Students enrolled in the course engage with engineering principles through various pedagogical methods, including brainstorming sessions and iterative design processes. They access state-of-the-art lab facilities at King's and employ gamification techniques to enhance their learning outcomes. By utilising a coloured card deck, students distill key concepts from the European Union's Ecodesign for Sustainable Products Regulation (ESPR), aligning closely with the legislation's demands on Digital Product Passports.
As students work through the curriculum, they focus on creating DPPs to convey the product details developed during their course. They employ the PicoNext AI Assistant to handle raw data and personal notes related to their designs. The AI facilitates the generation of summary data, which students can subsequently edit and publish in the PicoNext DPP Planner as part of their final coursework.

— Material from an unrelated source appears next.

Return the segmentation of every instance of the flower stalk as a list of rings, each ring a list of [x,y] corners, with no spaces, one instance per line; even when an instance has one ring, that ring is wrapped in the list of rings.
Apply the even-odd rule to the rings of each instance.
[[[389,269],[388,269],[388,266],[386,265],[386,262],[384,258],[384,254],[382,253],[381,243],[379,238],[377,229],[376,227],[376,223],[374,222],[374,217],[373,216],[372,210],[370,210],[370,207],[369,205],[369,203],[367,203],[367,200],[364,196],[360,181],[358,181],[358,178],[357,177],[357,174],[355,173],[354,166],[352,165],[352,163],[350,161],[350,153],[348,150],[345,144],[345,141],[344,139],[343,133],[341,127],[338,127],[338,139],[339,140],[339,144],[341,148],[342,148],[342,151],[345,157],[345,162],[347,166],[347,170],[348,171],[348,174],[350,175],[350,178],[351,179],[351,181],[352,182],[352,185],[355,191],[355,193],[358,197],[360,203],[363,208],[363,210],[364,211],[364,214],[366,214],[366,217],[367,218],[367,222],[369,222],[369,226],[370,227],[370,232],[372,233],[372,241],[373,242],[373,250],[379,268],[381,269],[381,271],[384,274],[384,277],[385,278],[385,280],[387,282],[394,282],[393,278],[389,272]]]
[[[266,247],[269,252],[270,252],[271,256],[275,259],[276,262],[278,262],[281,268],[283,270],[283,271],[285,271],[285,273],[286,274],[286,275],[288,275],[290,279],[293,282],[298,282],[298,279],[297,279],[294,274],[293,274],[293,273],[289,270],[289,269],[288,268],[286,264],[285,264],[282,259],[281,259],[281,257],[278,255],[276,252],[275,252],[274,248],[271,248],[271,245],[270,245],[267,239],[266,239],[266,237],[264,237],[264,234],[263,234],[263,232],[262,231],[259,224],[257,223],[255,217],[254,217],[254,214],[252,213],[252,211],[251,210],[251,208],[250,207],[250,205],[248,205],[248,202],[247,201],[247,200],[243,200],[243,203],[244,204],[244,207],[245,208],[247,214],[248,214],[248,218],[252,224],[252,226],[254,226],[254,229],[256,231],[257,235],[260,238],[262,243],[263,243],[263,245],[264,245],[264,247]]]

"Preparing world-class students for the rigours of real-world engineering, so they can make a difference from day-one, is an important part of the educational programme here at King's. By integrating technology that helps embed tenets of sustainable design and compliance, collaborating with PicoNext helps us make our students better engineers who can be agile in a shifting legislative landscape," stated Dr Francesco Ciriello.
Dr Ciriello further explained, "Creating Digital Product Passports is an important way to communicate and critique its return-on-investment (ROI), and we wanted our students to be well-versed in best practices to do so – especially as new regulations roll out over the next months and years. Using generative AI in PicoNext, we could leverage a small quantity of product attributes in a data lakehouse to create an attractive DPP customer-facing landing page, in no time at all."
Dave Dickson, founder of PicoNext, shared his perspective: "With our collaboration with Dr Ciriello and the students at King's College London, we're excited to lead the way in integrating Digital Product Passports into engineering education. By harnessing the power of generative AI, PicoNext empowers the next generation of engineers to not only understand the importance of sustainability but also to implement it in product design decisions. This initiative is essential to prepare students to tackle the growing demands of sustainability and regulatory compliance in a fast-changing market."